This, he said, culminated in AMA’s collaboration with Bloomberg Philanthropies, an initiative for Global Road Safety (BIGRS), to adopt a road safety action, which had begun bearing fruits.

Mr Sowah said the collaboration resulted in the launch of the AMA road safety report, the continuous implementation of the pedestrian safety action plan, the formation of a taskforce to intensify enforcement of the four risk factors, which include helmet use, seatbelt and child restraint non-use, drink driving and speeding and the ongoing work at the Lapaz intersection.

He indicated that the Africa Transport Policy Programme (SSATP) was introduced in 2017, to support the preparation of a road safety strategy for the city of Accra.

The MCE said “with this strategy, we as an assembly ultimately seek to eliminate fatalities and serious injuries on our roads.”

The targets by the end of 2030, Mr Sowah said, include reduction of fatalities to less than 125 fatalities per annum, less than six fatalities per 100000 population, less than 375 serious injuries per annum, and 350 pedestrian fatalities and serious injuries per annum.
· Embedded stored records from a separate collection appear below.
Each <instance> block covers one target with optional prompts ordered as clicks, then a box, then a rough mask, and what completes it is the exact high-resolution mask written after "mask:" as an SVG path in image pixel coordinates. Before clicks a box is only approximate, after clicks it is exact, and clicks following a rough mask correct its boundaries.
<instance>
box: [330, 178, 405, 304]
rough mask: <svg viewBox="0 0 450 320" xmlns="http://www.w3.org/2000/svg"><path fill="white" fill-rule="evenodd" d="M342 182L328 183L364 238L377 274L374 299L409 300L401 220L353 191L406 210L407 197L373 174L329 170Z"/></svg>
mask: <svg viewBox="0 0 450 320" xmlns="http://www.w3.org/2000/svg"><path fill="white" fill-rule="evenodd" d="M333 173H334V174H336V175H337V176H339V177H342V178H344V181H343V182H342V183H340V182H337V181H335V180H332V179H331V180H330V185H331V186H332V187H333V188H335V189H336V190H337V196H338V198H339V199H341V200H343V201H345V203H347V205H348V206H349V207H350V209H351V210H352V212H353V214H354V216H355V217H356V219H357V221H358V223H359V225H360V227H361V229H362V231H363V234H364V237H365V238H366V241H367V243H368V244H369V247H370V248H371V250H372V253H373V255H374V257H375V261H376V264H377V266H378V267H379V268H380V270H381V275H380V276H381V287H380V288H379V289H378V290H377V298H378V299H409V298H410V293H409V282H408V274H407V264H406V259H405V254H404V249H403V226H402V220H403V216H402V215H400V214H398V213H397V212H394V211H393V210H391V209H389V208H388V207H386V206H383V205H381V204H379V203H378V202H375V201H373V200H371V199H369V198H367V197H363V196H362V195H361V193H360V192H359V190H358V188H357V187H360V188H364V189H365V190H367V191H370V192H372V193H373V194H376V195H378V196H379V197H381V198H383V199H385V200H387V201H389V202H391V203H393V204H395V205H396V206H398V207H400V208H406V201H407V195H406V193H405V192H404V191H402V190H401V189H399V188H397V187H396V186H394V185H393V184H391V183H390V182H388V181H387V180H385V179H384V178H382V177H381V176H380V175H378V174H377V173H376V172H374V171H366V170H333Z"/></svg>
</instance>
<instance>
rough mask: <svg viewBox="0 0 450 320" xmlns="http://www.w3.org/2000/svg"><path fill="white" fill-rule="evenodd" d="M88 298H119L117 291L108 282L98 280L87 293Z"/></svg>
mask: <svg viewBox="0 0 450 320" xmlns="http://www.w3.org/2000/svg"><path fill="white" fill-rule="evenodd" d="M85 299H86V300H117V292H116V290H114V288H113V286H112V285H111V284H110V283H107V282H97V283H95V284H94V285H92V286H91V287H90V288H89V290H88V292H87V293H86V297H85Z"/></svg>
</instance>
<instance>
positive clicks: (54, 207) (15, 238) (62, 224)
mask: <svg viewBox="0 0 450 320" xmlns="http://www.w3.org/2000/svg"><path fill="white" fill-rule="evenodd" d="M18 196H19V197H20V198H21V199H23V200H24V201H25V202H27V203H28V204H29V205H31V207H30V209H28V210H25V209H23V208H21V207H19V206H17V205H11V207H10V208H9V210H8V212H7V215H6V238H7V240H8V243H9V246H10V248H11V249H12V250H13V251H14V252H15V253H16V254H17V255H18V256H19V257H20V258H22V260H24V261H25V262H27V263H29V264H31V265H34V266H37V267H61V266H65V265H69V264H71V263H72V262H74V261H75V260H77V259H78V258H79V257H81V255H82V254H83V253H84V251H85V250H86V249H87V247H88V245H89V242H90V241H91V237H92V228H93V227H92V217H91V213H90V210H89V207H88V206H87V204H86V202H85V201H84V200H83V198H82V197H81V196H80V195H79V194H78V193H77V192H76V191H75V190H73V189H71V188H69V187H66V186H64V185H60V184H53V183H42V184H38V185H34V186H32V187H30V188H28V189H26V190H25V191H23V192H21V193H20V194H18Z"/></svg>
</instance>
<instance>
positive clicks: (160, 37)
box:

“Critical issues identified are governance and ownership of road safety, legal framework, the design and function of roads, land use, planning and priorities and non-compliance with traffic rules by motor cyclists, driver testing, behaviour of private and commercial drivers, post-crash emergency response and care”, he added.

Deputy Director of the Vehicle Inspection and Registration of the Driver and Vehicle Licensing Authority (DVLA), Alhaji Iddrisu Husseini, said Accra was no longer safe, and called on other stakeholders to help in making the capital city safe.